While banks can book big profits by rapidly building up CRE portfolios, it is a risky proposition, Dennis Hudson, chairman and chief executive at the $4.4 billion-asset Seacoast National Bank in Stuart, Fla., said during a July 28 conference call.

"We have put into place, and are following mechanisms and policies, and ensure this will not happen at Seacoast," Hudson said.

Role of Data

This is where big data can come into play. Numerous companies provide software to banks that let them analyze commercial mortgages in exhaustive detail, including Altus Group in Toronto, and Hightower and REIS, both in New York. Altus, Hightower and REIS did not return calls seeking comment.

Dun & Bradstreet's commercial tenant credit monitoring product lets banks create credit-scoring models on tenants, based on criteria such as whether a tenant will pay its bills on time, said Joe Panunto, senior vice president of financial services. D&B gets the data from its own proprietary databases and from publicly available sources.

Belmont Savings has implemented the D&B scores as the fourth data point in its official underwriting policy for CRE lending, Mahoney said. The other data points are a tenant's cash flow, loan-to-value ratio and the quality of the landlord.

Mahoney declined to say how much the bank is paying Dun & Bradstreet for the software.

Time will tell how accurate such products prove to be.

It is a tall order for D&B to say that it will provide a banker with up-to-the-minute details on smaller tenants, said Suzanne Mulvee, research director at CoStar, another D&B competitor.

"I suspect their information gets a little stale," Mulvee said. "I think they would have to rely on lagging indicators instead of leading indicators."
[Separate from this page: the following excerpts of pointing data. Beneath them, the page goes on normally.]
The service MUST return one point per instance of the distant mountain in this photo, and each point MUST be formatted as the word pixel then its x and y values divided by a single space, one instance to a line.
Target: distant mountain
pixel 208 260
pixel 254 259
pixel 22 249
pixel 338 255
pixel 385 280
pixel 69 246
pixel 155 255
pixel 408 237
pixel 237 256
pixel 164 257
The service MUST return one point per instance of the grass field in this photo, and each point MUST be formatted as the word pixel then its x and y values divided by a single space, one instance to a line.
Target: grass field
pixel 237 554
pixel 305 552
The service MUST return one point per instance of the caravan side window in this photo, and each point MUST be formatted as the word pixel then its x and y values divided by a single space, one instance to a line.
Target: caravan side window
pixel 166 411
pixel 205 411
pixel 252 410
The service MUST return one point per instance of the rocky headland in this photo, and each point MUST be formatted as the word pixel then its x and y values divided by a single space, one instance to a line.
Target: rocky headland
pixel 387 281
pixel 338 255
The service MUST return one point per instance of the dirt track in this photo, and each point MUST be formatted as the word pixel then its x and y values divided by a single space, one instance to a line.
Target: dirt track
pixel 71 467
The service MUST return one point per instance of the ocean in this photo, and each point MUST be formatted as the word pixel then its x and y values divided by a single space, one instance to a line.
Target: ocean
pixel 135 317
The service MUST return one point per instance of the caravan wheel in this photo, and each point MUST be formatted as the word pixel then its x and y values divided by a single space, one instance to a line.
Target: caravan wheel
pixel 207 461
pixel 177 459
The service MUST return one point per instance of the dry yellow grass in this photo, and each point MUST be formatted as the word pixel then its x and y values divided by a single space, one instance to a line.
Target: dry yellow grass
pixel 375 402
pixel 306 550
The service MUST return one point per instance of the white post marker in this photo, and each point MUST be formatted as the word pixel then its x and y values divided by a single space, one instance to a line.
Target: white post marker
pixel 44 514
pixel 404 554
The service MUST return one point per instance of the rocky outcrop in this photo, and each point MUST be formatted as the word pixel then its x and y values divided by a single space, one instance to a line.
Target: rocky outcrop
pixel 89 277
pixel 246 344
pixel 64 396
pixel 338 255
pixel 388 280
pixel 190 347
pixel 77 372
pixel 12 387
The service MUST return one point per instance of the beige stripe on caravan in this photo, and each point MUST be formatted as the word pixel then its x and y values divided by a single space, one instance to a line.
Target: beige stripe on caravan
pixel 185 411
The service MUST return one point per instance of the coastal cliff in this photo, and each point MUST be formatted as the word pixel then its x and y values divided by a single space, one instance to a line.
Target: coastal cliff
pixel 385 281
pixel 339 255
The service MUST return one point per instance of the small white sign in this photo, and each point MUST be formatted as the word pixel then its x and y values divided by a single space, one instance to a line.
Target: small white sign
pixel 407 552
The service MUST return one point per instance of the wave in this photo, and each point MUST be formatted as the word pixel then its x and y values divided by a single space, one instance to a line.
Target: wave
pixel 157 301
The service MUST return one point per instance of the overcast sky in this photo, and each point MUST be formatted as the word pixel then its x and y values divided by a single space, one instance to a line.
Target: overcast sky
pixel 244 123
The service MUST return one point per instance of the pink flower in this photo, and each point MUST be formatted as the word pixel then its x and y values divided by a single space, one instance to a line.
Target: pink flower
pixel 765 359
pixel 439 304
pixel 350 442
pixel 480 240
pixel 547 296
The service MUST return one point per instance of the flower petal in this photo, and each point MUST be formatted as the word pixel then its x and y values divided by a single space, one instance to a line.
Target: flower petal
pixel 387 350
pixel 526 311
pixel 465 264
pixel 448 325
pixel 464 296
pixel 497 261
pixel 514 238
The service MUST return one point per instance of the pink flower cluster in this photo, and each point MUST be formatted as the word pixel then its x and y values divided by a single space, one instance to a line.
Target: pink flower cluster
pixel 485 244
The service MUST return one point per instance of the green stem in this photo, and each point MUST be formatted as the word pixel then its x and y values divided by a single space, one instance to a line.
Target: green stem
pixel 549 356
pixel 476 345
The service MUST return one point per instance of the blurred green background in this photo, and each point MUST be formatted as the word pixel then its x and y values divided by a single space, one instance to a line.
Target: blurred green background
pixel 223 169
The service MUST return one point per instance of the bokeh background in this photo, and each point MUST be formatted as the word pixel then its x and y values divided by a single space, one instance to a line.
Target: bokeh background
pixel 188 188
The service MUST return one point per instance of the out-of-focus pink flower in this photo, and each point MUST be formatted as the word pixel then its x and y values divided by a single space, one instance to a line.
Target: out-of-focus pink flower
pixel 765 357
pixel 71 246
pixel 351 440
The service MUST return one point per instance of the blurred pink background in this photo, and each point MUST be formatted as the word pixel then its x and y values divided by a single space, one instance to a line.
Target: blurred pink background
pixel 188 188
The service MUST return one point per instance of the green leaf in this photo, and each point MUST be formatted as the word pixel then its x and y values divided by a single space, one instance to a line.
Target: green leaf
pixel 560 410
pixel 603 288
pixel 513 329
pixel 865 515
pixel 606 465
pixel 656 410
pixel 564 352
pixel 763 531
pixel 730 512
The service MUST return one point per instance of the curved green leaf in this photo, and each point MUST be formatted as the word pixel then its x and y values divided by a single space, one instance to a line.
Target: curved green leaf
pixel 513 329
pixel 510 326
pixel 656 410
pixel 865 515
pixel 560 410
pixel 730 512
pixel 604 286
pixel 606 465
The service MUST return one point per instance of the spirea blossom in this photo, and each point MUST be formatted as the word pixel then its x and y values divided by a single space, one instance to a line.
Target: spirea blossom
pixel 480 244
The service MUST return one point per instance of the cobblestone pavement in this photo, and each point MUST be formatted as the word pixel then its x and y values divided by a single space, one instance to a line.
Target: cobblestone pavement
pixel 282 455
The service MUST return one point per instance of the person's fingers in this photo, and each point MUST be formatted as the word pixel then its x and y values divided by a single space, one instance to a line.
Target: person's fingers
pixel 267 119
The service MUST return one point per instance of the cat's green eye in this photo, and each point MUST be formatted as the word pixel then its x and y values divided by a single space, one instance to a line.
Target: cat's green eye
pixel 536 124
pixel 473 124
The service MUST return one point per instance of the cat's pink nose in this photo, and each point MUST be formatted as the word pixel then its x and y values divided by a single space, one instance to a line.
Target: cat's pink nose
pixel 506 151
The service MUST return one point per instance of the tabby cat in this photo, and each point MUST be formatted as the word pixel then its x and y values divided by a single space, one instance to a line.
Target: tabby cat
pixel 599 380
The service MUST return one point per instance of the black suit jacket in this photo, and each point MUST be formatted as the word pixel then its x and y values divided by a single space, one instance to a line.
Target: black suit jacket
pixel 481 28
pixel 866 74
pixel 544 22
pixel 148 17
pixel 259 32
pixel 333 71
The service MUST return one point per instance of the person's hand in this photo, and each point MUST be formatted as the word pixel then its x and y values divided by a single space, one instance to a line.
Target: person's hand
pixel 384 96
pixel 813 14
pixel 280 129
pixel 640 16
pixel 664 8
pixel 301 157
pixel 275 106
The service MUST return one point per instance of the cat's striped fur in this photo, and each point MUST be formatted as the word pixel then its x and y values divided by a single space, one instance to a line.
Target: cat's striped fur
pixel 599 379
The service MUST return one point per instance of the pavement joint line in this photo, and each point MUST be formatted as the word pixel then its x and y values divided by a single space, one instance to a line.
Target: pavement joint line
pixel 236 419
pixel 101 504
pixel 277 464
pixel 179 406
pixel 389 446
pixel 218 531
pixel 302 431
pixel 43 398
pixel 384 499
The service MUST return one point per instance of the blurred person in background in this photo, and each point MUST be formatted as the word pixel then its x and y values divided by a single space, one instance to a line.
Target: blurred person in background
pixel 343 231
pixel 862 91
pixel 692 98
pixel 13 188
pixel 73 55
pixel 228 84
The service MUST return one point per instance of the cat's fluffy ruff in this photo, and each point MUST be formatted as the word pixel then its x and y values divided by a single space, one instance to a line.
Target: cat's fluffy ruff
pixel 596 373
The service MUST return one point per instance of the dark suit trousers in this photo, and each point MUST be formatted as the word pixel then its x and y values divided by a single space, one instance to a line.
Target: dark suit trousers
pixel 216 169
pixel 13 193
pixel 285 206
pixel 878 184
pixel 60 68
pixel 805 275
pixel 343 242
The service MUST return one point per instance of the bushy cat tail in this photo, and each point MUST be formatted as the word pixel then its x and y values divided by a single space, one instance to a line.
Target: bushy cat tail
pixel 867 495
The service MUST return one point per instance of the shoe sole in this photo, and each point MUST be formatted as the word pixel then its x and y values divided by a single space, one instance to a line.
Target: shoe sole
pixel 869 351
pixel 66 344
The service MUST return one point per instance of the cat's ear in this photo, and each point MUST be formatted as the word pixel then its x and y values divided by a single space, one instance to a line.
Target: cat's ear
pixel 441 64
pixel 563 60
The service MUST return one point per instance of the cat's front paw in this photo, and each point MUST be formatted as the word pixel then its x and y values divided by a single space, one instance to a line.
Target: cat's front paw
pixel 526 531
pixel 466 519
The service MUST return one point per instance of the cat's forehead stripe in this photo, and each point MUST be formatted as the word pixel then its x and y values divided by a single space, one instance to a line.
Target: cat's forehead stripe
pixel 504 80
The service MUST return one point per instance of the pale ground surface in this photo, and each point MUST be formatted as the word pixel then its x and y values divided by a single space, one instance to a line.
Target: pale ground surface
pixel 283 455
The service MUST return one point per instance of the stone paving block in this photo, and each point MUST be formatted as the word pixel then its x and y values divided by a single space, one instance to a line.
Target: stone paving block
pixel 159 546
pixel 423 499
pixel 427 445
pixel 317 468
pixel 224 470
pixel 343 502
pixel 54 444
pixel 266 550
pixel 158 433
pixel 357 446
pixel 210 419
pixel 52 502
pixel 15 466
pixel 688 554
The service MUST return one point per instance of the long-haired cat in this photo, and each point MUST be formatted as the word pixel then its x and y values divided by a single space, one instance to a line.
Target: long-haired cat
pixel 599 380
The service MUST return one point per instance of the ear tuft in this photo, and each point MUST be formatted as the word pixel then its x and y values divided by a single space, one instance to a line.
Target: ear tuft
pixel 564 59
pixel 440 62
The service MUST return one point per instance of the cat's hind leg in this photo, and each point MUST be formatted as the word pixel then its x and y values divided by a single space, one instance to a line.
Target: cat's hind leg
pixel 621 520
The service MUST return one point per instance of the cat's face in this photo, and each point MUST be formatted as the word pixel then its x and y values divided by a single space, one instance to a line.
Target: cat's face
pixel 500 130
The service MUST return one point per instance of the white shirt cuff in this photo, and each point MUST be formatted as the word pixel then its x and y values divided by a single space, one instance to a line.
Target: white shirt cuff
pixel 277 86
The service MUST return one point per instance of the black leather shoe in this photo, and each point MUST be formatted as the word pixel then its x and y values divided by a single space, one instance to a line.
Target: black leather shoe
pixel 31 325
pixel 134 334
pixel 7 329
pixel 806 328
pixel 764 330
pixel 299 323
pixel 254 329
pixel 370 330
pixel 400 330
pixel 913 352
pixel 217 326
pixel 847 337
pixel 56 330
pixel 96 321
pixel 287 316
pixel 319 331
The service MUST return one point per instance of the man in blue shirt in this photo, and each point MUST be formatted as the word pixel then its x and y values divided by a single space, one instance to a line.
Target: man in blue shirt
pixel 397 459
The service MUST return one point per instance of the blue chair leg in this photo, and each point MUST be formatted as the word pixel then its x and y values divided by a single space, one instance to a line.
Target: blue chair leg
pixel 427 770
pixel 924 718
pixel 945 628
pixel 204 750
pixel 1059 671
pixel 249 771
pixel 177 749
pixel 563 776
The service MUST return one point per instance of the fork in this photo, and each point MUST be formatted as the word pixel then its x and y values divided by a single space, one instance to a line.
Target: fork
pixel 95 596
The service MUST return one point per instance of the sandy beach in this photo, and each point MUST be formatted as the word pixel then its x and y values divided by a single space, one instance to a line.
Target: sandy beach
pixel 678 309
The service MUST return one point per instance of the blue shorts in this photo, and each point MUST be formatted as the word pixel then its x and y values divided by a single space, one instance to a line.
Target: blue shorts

CoStar's products, in contrast, help banks evaluate broader market trends, such as specific markets' occupancy levels, rent-pricing schedules and vacancy rates, Mulvee said.

Mahoney acknowledges that there are limits to the software he is using. But it provides a big assist when Belmont is in the decision-making process about issuing a new mortgage. Belmont Savings' credit committee earlier this month used the D&B reports to make decisions on three separate transactions.

"If something comes up as a red flag, I might require a bigger loan guarantee, or I might lower the loan-to-value ratio," Mahoney said. "Or you might shorten the loan to three years from five years."